Froyman W, et al. - As ovarian tumors are usually surgically removed considering the presumed risk of complications, researchers here estimated the cumulative incidence of cyst complications and malignancy during the first 2 years of follow-up after adnexal masses have been classified as benign by use of ultrasonography. Results suggest a low risk of malignancy and acute complications if adnexal masses with benign ultrasound morphology are managed conservatively. This seems to have implication while counseling patients, and supports conservative management of adnexal masses classified as benign by use of ultrasound.

Methods
  • The international, prospective, cohort International Ovarian Tumor Analysis Phase 5 (IOTA5) study was performed recruiting patients aged 18 years or older with at least one adnexal mass who had been selected for surgery or conservative management after ultrasound assessment from 36 cancer and non-cancer centres in 14 countries.
  • At present, follow-up of patients managed conservatively is ongoing.
  • Patients who were selected for conservative management of an adnexal mass judged to be benign on ultrasound on the basis of subjective assessment of ultrasound images were analyzed in this 2-year interim analysis.
  • Under conservative management, ultrasound and clinical follow-up at intervals of 3 months and 6 months, and then every 12 months thereafter, were included.
  • Cumulative incidence of spontaneous resolution of the mass, torsion or cyst rupture, or borderline or invasive malignancy confirmed surgically in patients with a newly diagnosed adnexal mass were the main outcomes of this 2-year interim analysis.

Results
  • In IOTA5, 8519 patients were recruited between Jan 1, 2012, and March 1, 2015.
  • For inclusion in this analysis, 3144 (37%) patients selected for conservative management were eligible; of these, 221 (7%) had no follow-up data and 336 (11%) were operated on before a planned follow-up scan was done.

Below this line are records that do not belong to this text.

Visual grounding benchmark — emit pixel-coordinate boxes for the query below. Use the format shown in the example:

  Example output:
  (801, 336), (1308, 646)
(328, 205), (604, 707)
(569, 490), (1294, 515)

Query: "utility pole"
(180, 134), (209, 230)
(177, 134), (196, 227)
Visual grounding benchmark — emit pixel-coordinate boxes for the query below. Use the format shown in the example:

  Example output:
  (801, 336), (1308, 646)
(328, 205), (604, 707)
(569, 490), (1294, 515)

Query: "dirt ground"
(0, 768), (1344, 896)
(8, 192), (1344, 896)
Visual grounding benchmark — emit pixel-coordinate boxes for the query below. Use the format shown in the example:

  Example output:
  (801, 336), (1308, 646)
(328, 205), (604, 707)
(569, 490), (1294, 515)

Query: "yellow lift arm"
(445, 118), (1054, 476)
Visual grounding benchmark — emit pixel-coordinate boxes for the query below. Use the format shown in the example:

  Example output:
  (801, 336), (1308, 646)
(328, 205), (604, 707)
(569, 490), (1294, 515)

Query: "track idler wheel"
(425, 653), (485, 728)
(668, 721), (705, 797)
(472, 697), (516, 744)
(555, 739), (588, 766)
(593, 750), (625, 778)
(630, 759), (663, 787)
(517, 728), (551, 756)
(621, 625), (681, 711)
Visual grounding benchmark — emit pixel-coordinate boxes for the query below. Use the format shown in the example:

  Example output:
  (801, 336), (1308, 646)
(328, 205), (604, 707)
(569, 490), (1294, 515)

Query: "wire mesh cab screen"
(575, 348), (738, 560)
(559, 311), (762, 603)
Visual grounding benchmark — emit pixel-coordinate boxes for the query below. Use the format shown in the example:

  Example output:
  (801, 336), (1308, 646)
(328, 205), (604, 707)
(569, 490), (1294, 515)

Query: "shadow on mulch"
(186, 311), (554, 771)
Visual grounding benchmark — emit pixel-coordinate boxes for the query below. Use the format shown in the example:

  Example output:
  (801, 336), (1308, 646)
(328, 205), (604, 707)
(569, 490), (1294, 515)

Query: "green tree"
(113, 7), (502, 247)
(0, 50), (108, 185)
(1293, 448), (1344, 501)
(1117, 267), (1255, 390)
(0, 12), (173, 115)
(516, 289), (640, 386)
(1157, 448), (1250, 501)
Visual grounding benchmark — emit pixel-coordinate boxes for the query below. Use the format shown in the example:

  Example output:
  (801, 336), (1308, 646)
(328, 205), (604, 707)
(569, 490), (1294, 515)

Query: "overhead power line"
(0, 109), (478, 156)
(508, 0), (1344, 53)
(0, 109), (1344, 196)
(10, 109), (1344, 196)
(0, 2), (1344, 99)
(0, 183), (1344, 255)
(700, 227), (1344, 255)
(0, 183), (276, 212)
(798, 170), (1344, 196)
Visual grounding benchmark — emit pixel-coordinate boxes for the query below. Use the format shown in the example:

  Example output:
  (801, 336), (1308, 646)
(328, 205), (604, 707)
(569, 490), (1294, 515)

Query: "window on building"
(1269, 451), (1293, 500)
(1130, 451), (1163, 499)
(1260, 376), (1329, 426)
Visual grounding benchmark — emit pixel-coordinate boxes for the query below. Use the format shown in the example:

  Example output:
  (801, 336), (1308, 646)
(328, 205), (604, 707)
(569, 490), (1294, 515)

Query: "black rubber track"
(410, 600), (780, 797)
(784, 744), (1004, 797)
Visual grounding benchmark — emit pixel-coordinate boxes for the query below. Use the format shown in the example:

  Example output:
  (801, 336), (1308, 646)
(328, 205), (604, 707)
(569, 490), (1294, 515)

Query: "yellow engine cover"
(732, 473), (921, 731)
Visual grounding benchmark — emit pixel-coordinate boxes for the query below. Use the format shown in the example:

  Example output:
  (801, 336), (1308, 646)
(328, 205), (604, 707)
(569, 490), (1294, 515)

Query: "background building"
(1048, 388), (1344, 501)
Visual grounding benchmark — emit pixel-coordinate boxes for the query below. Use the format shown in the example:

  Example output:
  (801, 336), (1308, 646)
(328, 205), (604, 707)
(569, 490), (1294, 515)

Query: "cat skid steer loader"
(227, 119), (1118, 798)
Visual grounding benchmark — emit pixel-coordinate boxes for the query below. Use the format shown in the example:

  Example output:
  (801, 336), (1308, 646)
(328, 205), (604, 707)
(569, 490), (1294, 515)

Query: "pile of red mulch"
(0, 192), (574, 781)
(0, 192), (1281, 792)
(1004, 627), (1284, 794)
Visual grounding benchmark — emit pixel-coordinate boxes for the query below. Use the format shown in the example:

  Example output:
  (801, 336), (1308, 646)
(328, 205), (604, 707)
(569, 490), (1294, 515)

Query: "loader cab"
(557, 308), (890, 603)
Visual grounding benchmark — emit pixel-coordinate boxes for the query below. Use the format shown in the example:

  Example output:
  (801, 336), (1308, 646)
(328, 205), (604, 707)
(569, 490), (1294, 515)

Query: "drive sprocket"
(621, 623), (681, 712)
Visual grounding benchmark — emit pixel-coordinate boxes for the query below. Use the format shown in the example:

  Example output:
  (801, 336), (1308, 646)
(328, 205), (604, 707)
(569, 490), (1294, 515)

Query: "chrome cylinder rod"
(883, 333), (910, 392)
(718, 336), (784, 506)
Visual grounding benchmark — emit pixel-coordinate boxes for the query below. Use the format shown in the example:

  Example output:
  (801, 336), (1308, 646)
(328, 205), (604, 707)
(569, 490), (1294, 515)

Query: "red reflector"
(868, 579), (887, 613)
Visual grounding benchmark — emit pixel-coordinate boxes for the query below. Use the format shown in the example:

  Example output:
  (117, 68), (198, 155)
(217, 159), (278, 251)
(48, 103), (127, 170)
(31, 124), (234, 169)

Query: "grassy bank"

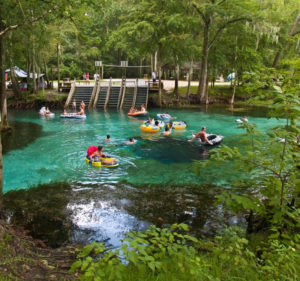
(7, 90), (68, 109)
(0, 221), (77, 281)
(150, 85), (272, 108)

  • Follow-up data was available for 2587 (82%) patients; of these, 668 (26%) had a mass that was already in follow-up at recruitment, and 1919 (74%) presented with a new mass at recruitment (ie, not already in follow-up in the centre before recruitment).
  • Patients with new masses were followed-up for median period of 27 months (IQR 14–38).
  • Within 2 years of follow-up among those with a new mass at recruitment (n=1919), the cumulative incidence of spontaneous resolution was 20·2% (95% CI 18·4–22·1), and of finding invasive malignancy at surgery was 0·4% (95% CI 0·1–0·6), 0·3% (<0·1–0·5) for a borderline tumour, 0·4% (0·1–0·7) for torsion, and 0·2% (<0·1–0·4) for cyst rupture.